HTT signed an agreement-in-principle relating to its settlement in June this year. Negotiations are continuing and legislation finalising the settlement is expected to be passed in June 2016.
However, "on account" payments of $5 million for marae developments, te reo, education and environmental initiatives will be made available next year.
HTT also has an option to take a $20 million stake in the Ruataniwha water storage scheme, if the project goes ahead.
The agreement includes a "vesting and gift-back" clause which will see tangata whenua take ownership of a small area of reserve land at Cape Kidnappers, including the site of the gannet colony. HTT will gift the land back to the nation after a few days.
The deal includes other parcels of Crown land and records Heretaunga-Tamatea's desire for Clive and Hastings to be renamed Waipureku and Heretaunga respectively. However, it also acknowledges that the proposed name changes need to be "explored" with the Geographic Board and are outside the treaty settlement negotiations process.
Dr Tipene-Leach said few people knew about English statesman Warren Hastings, after whom the city was named, whereas Heretaunga was the long-standing name for the plains surrounding it.
"It would be very interesting to have the Heretaunga District Council, nevertheless we won't go there today," he told councillors.

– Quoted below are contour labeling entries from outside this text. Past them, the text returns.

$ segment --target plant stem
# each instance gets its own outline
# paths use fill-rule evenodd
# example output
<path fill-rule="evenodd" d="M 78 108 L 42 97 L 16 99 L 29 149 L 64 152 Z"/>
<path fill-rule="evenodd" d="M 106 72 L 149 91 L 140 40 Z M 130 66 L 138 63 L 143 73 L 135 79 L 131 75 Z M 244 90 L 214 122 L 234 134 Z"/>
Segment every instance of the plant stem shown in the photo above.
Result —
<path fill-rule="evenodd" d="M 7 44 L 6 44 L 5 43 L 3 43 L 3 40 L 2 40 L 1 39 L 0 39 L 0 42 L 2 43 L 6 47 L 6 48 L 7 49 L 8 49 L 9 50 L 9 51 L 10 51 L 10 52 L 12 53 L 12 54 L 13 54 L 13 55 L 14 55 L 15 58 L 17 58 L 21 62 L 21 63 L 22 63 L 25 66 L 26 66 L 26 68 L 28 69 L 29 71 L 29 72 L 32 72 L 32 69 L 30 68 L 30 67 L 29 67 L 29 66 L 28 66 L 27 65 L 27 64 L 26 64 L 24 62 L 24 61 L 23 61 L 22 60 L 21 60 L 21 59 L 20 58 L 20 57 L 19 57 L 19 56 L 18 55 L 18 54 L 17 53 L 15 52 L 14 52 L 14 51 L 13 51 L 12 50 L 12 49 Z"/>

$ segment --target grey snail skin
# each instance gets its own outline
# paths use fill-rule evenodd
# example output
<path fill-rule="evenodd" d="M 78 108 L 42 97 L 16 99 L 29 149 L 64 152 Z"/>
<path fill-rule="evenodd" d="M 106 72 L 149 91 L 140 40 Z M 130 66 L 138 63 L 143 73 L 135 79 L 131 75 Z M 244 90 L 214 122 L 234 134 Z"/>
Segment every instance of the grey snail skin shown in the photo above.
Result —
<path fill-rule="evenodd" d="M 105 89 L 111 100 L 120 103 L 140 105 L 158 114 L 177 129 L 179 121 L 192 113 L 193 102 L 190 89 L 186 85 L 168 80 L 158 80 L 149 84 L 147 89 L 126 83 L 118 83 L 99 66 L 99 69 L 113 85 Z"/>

He said the region's treaty settlements represented "probably the largest single input of capital and authority we will see certainly in this decade, if not two or three decades coming".
"For so long our maraes have been dependent on sausage sizzles and cake stalls and that is no longer going to be the way that things work."
Hastings Mayor Lawrence Yule said there were "wonderful economic opportunities and synergies" the council and HTT could work on together.
Undecided on dam
He Toa Takitini's in-principle treaty settlement agreement includes the option for Heretaunga-Tamatea Maori to take a $20 million stake in the Ruataniwha water storage scheme.
But the group is divided over whether to take up the investment if the controversial Central Hawke's Bay irrigation project goes ahead.
HTT chairman David Tipene-Leach told a Hastings District Council meeting last week that working to improve water quality in the region was a key priority for his organisation.
"Given that we are also very interested in economic development, you can imagine that we are in the same place as everybody else trying to balance those two things, particularly with the present kafuffle that is happening around the Ruataniwha water storage scheme," he said. "He Toa Takitini, its members and the Maori community of Hawke's Bay are almost as divided as the non-Maori community about the dam."
Ngati Kahungunu Iwi Incorporated chairman Ngahiwi Tomoana has called the Ruataniwha dam a "dangerous investment".